In consultation with the local authorities, housing association De Dageraad decided to build 294 houses for the general public. With the aid of government subsidies, such associations had been dedicating themselves to improving public housing since the introduction of the Woningwet (Dutch Housing Act) in 1901. The neighbourhood, with homes, schools and a library, was supposed to become the showpiece of social-democratic house-building, and to this end the promising architects Michel de Klerk and Piet Kramer were enlisted.


Relief of Amsterdam housing association "De Dageraad", 1992

Undulating façades

De Klerk and Kramer worked in the style of the Amsterdam School, with its characteristic undulating brick façades and details. The imposing access to the neighbourhood was formed by two identical school buildings on either side of P.L. Takstraat. They were built in 1923-1924 by Arend Jan Westerman; the woodcarving was produced by Hildo Krop.

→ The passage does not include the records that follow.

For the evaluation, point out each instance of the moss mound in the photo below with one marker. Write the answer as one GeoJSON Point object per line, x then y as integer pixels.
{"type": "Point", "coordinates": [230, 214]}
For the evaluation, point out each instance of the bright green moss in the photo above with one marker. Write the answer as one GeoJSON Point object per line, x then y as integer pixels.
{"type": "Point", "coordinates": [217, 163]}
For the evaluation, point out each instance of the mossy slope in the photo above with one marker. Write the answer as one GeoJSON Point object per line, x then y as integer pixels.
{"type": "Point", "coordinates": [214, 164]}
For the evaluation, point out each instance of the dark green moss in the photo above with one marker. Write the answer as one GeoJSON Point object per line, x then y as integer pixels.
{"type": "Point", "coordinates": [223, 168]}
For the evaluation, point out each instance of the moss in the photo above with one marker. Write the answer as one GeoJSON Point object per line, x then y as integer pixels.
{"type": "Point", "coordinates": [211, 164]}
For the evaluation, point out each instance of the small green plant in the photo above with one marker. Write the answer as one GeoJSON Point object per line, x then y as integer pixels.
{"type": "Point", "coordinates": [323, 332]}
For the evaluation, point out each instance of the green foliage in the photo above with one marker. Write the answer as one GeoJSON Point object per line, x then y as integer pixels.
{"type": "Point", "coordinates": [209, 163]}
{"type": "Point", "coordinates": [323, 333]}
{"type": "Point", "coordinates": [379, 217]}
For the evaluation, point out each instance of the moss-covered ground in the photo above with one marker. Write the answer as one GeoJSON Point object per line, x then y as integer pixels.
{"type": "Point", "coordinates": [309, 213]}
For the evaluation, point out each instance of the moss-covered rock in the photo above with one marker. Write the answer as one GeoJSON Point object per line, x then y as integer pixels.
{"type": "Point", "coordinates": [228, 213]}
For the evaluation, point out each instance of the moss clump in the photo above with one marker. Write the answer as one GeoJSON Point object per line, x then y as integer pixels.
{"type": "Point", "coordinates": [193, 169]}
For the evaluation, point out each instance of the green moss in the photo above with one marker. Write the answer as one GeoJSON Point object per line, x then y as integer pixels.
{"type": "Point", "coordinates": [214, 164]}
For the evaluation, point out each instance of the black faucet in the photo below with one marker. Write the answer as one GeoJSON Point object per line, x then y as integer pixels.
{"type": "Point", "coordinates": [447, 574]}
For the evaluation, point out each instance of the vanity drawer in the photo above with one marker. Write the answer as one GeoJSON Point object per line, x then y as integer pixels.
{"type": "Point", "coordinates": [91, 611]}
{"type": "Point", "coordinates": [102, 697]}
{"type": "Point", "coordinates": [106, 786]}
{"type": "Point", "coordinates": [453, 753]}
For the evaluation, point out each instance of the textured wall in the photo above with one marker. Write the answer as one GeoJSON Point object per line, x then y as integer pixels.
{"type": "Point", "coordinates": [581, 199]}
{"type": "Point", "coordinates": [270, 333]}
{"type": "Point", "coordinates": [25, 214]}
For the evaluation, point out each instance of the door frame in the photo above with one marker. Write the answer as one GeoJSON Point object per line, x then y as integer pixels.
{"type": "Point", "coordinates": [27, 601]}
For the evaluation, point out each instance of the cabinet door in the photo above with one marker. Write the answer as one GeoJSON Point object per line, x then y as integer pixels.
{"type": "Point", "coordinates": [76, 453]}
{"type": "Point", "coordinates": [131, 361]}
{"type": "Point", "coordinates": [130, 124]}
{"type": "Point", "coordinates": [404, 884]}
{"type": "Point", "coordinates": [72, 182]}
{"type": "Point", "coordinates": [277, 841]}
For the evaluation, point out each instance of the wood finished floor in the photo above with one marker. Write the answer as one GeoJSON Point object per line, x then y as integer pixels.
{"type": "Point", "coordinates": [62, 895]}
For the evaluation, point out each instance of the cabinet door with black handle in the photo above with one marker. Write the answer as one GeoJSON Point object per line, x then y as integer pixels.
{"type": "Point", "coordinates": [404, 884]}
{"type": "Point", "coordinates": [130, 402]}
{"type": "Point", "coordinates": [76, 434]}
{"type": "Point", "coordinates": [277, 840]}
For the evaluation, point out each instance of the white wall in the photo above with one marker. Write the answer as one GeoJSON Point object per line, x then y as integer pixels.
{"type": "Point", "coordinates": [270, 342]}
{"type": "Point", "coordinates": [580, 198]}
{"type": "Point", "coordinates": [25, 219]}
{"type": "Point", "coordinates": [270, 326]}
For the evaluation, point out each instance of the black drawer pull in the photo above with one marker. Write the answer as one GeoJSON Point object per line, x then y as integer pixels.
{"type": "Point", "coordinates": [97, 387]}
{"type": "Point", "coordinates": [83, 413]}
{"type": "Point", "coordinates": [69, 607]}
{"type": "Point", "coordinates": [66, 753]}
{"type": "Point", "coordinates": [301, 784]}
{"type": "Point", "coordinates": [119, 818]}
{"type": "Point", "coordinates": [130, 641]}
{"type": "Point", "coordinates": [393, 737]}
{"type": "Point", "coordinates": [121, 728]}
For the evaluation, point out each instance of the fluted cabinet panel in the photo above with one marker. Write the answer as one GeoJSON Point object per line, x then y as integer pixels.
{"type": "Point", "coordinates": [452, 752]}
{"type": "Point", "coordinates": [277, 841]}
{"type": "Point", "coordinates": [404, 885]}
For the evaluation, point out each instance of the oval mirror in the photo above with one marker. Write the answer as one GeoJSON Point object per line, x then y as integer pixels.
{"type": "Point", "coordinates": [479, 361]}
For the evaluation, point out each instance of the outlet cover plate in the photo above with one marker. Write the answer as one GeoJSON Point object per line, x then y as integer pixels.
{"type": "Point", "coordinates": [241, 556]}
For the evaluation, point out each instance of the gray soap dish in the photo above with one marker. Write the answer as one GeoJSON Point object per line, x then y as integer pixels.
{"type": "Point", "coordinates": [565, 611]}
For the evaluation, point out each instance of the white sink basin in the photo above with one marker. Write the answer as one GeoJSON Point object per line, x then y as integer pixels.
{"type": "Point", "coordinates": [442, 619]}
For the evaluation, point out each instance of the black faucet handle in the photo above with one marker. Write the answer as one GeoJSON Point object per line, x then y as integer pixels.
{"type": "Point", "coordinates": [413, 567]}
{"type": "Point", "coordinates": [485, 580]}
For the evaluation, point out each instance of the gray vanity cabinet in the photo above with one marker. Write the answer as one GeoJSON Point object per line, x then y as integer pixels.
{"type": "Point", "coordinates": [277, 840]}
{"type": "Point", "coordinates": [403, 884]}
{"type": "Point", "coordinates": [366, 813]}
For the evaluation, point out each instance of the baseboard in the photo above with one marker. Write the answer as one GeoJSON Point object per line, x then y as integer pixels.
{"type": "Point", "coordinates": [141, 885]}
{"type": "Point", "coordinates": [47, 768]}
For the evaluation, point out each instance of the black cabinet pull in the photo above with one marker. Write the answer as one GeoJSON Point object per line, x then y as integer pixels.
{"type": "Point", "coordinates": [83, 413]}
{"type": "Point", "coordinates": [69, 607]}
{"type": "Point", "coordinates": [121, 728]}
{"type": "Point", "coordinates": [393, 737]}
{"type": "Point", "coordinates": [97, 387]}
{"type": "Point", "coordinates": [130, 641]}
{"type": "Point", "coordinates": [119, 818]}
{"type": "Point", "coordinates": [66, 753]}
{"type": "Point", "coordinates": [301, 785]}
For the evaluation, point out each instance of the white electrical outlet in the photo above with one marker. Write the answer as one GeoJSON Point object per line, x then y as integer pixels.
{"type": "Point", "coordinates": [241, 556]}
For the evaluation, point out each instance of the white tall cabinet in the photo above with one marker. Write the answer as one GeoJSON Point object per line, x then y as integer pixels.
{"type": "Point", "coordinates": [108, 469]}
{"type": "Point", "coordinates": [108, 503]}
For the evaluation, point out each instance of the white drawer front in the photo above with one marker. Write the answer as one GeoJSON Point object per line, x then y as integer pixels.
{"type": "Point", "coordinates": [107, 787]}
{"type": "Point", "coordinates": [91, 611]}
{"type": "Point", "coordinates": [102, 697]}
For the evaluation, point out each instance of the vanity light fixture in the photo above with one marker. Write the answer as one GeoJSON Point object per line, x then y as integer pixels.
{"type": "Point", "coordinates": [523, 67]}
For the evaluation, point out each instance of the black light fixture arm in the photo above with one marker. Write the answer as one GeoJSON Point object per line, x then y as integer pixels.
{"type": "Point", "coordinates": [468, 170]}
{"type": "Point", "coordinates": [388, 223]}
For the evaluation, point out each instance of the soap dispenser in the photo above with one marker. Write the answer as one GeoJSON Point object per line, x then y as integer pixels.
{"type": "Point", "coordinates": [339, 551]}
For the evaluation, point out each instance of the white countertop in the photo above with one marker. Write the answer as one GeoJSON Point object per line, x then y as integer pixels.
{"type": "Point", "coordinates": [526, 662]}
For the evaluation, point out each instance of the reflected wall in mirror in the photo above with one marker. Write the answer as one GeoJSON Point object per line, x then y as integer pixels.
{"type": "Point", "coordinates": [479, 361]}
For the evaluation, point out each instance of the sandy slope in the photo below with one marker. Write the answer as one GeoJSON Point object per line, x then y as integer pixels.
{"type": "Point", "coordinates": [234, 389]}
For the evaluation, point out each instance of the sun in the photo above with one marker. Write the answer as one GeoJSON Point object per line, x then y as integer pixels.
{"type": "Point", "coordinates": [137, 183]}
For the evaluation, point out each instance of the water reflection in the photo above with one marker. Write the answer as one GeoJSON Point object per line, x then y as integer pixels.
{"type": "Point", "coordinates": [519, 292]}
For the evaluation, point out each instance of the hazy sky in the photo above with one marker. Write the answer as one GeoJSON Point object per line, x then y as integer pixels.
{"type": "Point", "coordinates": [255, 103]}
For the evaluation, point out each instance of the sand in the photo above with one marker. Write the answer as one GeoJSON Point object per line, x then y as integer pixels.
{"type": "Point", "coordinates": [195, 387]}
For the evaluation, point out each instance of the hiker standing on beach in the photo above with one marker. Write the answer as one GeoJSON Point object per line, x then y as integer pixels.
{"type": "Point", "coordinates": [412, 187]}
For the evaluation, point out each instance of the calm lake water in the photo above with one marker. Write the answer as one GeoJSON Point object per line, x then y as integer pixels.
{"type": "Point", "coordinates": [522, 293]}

Ornamental entryway in the P.L. Takstraat

Streets and squares

The area has the shape of a Y with P.L. Takstraat as central axis. The variation of façades and the striking corner sections, designed by Kramer, provide a flowing play of lines. The twin squares on either side of P.L. Takstraat, the Henriëtte Ronnerplein and Thérèse Schwartzeplein, designed by De Klerk, provide a more static image. De Klerk assumed that a front elevation is perceived on the move, whereas a square is a place to loiter.